- Directed by: Katsuyuki Motohiro
- Written by: Rika Sogo Masashi Sogo
- Produced by: Chikahiro Andō Chihiro Kameyama Yoshiaki Nakajima Fuyuhiko Nishi Hirotsugu Usui Stephen Chow
- Starring: Ko Shibasaki Tōru Nakamura Zhang Yuqi Tin Kai-man Lam Chi-chung Takashi Okamura Yōsuke Eguchi Miyuu Sawai
- Cinematography: Akira Sakō
- Edited by: Takuya Taguchi
- Music by: Yugo Kanno
- Production company: Robot Communications
- Distributed by: Toho
- Release date: 26 April 2008;
- Running time: 107 minutes
- Country: Japan
- Languages: Japanese Mandarin Cantonese
- Box office: JP¥1.5 billion

= Shaolin Girl =

2008 Japanese sports action comedy film by Katsuyuki Motohiro

Shaolin Girl (少林少女, Shōrin shōjo) is a 2008 Japanese sports action comedy film inspired by Stephen Chow's film Shaolin Soccer (2001).

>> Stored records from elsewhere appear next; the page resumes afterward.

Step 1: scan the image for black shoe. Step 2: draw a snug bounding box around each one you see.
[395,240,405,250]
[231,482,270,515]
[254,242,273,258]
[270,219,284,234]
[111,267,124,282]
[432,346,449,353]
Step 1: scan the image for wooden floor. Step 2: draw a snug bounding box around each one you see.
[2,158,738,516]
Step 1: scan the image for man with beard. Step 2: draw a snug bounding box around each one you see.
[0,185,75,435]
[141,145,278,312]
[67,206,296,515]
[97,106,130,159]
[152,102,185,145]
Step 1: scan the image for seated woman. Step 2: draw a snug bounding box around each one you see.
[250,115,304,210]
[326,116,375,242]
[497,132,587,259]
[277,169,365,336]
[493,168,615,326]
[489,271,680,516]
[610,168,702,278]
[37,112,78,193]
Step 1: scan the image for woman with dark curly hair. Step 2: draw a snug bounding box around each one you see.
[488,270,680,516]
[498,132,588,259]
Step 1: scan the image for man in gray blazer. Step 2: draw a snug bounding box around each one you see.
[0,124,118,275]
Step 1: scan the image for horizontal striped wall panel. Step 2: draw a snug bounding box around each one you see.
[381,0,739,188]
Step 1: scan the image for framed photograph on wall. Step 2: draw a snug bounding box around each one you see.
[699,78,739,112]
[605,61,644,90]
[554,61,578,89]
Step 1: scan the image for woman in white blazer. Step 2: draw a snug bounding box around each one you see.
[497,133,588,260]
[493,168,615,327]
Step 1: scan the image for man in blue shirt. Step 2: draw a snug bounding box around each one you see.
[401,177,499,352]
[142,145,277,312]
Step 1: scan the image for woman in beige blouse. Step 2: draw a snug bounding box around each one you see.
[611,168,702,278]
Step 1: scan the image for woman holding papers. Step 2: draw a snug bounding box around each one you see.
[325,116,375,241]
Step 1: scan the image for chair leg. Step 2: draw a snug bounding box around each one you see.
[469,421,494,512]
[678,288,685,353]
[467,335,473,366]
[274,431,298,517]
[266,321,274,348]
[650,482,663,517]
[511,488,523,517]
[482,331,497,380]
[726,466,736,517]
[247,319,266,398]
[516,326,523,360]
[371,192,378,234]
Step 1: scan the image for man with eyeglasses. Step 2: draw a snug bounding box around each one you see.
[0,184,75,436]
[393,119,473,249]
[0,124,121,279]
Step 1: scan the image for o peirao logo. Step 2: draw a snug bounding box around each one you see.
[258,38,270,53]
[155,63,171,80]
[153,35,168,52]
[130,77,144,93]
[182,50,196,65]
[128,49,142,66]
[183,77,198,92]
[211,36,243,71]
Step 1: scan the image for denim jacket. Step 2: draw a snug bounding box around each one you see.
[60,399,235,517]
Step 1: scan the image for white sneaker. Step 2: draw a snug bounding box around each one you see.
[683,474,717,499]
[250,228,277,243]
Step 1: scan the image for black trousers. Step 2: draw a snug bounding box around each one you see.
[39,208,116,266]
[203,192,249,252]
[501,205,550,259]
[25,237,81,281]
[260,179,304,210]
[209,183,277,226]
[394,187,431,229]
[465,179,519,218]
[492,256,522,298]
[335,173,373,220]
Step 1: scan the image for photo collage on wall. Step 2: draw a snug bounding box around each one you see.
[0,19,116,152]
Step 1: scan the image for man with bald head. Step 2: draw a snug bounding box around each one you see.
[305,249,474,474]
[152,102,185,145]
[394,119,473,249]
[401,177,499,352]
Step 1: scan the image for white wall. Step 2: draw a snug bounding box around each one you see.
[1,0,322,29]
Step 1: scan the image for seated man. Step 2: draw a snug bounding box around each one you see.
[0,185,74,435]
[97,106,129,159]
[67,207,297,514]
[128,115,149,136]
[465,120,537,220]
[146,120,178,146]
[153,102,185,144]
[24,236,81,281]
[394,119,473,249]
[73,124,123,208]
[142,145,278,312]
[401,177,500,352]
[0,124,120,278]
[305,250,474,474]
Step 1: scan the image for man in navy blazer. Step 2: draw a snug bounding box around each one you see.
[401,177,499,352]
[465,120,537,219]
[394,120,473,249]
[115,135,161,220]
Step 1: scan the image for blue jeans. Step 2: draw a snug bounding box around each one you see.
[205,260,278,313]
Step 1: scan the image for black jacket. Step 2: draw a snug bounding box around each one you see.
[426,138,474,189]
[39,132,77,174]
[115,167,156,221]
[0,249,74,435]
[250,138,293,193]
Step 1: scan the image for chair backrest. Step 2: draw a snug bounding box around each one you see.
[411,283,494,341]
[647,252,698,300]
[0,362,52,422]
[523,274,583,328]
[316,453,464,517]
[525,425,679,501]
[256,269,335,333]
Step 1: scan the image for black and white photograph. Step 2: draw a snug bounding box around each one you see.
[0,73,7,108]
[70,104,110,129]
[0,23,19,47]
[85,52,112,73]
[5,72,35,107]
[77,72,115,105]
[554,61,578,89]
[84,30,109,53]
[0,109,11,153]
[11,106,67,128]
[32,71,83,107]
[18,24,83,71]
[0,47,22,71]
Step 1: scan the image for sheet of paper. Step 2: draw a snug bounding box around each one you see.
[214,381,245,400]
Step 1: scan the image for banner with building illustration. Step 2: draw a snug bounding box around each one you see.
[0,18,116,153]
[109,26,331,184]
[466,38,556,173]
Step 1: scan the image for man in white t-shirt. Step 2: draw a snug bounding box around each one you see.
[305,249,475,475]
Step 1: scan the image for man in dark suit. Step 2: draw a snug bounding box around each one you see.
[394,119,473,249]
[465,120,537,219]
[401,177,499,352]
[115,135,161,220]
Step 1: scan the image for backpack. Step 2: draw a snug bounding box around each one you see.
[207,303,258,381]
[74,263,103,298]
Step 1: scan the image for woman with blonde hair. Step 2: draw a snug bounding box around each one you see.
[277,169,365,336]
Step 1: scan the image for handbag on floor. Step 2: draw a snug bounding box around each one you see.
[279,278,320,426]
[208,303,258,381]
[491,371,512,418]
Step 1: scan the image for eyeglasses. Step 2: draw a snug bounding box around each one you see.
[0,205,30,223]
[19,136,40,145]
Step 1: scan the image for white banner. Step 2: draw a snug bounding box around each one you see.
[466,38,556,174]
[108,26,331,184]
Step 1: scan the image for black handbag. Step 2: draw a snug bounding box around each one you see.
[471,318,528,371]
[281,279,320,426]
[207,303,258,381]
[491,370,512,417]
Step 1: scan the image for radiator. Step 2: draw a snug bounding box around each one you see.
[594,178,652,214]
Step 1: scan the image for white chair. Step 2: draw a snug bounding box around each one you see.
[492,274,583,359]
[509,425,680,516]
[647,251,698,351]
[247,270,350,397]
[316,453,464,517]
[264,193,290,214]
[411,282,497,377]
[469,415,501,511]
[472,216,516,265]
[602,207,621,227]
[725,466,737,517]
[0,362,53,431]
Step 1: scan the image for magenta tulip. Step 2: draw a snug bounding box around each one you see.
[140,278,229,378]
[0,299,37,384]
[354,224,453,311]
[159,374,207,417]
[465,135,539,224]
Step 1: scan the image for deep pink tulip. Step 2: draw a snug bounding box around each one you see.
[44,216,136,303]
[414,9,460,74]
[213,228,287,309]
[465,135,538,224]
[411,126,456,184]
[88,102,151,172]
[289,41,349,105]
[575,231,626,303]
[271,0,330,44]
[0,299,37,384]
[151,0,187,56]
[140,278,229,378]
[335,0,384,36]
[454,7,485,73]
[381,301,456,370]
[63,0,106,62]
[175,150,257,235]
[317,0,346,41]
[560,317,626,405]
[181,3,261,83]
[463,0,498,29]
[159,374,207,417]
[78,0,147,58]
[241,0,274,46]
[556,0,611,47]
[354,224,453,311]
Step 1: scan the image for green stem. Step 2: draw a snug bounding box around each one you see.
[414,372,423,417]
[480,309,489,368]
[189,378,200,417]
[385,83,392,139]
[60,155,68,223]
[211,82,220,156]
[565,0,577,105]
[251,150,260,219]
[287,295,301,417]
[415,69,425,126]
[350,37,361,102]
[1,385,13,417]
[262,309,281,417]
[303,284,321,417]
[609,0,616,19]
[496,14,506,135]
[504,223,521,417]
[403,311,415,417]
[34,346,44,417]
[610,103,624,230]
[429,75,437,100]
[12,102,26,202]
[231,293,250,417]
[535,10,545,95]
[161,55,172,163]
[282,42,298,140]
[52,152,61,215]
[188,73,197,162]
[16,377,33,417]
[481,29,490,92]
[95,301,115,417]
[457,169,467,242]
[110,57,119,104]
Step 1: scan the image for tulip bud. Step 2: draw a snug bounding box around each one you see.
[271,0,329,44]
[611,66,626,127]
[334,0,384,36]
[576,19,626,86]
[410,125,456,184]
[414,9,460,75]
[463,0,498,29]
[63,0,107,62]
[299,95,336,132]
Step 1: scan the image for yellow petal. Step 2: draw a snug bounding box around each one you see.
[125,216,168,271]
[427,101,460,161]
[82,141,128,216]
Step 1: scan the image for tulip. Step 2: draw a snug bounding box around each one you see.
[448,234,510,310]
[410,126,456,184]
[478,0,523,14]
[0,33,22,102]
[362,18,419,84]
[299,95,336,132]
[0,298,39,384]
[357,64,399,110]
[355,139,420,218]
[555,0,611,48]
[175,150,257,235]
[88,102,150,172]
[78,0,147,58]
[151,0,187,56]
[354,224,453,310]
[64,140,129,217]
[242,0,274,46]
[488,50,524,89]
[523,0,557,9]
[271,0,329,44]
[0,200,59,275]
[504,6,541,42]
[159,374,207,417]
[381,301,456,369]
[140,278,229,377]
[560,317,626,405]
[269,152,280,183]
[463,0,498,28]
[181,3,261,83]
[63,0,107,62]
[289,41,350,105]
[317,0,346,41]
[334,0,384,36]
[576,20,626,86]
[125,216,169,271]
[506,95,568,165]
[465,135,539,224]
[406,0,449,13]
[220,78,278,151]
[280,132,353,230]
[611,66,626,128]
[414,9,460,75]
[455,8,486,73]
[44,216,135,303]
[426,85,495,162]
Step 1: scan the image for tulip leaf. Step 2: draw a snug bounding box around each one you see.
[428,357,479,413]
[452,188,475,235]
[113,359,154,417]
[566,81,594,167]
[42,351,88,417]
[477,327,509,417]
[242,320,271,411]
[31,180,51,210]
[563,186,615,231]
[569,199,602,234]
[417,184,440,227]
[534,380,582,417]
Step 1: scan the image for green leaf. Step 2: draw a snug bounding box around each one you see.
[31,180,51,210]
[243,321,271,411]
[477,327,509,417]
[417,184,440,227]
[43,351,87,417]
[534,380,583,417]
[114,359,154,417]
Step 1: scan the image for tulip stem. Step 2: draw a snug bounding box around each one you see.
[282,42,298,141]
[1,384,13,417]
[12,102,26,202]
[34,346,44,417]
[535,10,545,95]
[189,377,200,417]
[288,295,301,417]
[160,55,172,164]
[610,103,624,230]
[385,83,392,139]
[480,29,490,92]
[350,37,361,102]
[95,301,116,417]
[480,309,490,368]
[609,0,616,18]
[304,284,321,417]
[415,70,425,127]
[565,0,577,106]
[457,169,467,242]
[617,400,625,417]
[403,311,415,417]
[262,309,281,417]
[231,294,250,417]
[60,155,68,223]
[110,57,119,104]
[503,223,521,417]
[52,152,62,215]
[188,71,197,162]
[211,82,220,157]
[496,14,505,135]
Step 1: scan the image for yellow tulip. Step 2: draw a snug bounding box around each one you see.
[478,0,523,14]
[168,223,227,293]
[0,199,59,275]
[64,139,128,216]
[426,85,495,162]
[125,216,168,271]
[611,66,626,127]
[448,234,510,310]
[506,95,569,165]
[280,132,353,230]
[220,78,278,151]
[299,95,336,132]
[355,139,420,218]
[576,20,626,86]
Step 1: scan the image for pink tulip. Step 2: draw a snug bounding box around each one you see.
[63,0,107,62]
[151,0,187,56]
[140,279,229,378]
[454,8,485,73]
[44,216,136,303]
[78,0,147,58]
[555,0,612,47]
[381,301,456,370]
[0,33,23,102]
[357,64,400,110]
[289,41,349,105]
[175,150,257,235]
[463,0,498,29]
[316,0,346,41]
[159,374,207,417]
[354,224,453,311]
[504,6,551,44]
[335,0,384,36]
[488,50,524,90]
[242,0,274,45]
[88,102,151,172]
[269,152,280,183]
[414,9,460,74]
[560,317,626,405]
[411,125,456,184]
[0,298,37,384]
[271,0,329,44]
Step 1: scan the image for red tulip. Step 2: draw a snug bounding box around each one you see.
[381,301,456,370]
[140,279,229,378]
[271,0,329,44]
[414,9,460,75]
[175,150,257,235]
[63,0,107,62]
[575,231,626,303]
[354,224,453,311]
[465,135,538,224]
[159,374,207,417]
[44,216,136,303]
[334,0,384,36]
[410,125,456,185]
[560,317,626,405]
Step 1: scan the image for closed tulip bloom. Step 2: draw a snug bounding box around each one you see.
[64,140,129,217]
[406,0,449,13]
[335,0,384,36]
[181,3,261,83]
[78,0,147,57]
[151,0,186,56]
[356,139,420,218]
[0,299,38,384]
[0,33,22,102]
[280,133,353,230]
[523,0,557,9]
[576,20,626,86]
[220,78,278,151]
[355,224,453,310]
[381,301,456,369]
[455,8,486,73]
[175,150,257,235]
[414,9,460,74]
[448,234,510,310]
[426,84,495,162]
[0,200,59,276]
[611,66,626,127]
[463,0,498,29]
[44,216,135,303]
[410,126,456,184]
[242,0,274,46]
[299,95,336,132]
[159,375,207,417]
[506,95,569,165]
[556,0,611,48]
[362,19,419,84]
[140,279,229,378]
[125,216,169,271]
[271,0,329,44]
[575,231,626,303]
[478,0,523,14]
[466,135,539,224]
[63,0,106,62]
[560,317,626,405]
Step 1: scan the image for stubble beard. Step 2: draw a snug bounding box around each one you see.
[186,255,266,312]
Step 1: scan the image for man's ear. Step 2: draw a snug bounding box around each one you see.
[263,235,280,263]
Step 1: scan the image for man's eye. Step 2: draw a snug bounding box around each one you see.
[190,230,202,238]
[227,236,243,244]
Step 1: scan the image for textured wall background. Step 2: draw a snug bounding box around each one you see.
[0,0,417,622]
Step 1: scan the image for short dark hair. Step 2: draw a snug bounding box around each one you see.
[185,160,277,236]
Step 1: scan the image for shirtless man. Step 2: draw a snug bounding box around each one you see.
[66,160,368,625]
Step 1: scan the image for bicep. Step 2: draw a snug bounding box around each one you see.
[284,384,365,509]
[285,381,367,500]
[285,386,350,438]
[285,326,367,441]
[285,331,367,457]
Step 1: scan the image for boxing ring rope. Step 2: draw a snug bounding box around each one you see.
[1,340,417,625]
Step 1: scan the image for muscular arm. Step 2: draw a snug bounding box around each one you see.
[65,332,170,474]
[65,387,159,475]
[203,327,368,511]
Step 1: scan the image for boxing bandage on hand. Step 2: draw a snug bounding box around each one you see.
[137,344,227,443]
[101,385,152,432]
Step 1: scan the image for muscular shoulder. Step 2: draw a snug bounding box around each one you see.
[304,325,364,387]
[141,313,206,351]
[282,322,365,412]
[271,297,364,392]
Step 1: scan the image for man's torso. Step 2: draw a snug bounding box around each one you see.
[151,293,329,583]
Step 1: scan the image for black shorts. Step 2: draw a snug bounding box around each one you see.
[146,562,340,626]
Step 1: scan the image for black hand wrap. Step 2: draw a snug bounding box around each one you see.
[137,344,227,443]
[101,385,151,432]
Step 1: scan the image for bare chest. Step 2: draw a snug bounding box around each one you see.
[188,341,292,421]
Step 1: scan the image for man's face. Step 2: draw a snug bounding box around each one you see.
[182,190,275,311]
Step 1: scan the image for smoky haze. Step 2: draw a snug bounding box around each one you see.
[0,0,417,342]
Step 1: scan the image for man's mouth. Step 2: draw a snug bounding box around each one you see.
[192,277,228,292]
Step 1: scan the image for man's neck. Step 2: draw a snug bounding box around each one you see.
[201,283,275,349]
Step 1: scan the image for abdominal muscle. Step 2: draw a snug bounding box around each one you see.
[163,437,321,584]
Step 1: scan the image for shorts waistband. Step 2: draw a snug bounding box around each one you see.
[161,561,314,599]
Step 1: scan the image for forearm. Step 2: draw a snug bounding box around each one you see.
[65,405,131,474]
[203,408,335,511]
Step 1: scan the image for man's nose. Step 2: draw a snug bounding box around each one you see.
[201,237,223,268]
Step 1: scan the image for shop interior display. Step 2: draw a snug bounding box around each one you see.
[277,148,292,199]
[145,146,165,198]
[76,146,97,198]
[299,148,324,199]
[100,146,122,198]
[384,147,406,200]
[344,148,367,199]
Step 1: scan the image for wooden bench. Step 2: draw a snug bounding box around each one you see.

Unlike the original film, Shaolin Girl focuses on women's lacrosse. It starred Japanese actress Ko Shibasaki and Hong Kong actors Lam Chi Chung and Tin Kai Man return from the original film. The film was released in Japan on April 26, 2008. Stephen Chow, director and star in Shaolin Soccer, was the producer, but is not credited as a writer or director.

==Plot==
The film focuses on young Rin Sakurazawa, who, after having trained at the Shaolin Temple for 3000 days, returns to Japan to find her dojo abandoned, and her former Shaolin master, a cook at a local restaurant. She is soon introduced to the fictional Seikan International University's Lacrosse Team. Meanwhile, the president of Seikan University, Yuichiro Oba, seems to be following a sinister objective.

==Cast==
- Ko Shibasaki as Rin
- Toru Nakamura
- Kitty Zhang Yuqi
- Tin Kai Man
- Lam Chi Chung
- Takashi Okamura
- Yōsuke Eguchi
- Naoko Watanabe
- Miyuu Sawai
- Masanori Ishii as Electronics Store Owner

==Reception==
This film received mediocre reviews.